The effect was to tear into the children’s hearts so directly that they too began to weep and wail, as if Oliver was finally getting his rightful dues. Mary-Ann resumed the quiet sobbing that had stricken her ever since hearing the news, and finally Burton himself—as they all witnessed—‘cried like a baby’, his soul torn out of him at last.
The coffin was taken to Lenton cemetery on a gun-carriage, where Oliver was buried with full military honours to the tune of the Last Post.
When he could bear to talk about it Burton said to Mary-Ann that if he’d been with Oliver on that day, the bloody horse wouldn’t have kicked him to death. He had a few tricks by which to tame it or keep it off. He slept with the vision of saving his son from all harm at its vicious antics, only to wake up in the morning and face the further reality of his death. He was eventually buried next to him in the same churchyard.
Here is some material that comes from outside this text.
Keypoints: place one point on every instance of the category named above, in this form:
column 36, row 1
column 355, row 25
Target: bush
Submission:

As a child I used to go with my aunts to put flowers on Oliver’s grave. They did so every week, even twenty or thirty years after he had died. The last time Burton went out of the house as an old man of nearly eighty, before his first and last illness which brought on death too suddenly for him to beat it or have much say in the matter, was to visit Oliver’s grave and set flowers by it. Unlike his wife and daughters he would never put them in a vase of water, but merely lay them on the grave itself, stay a moment or two, grunt, and walk away.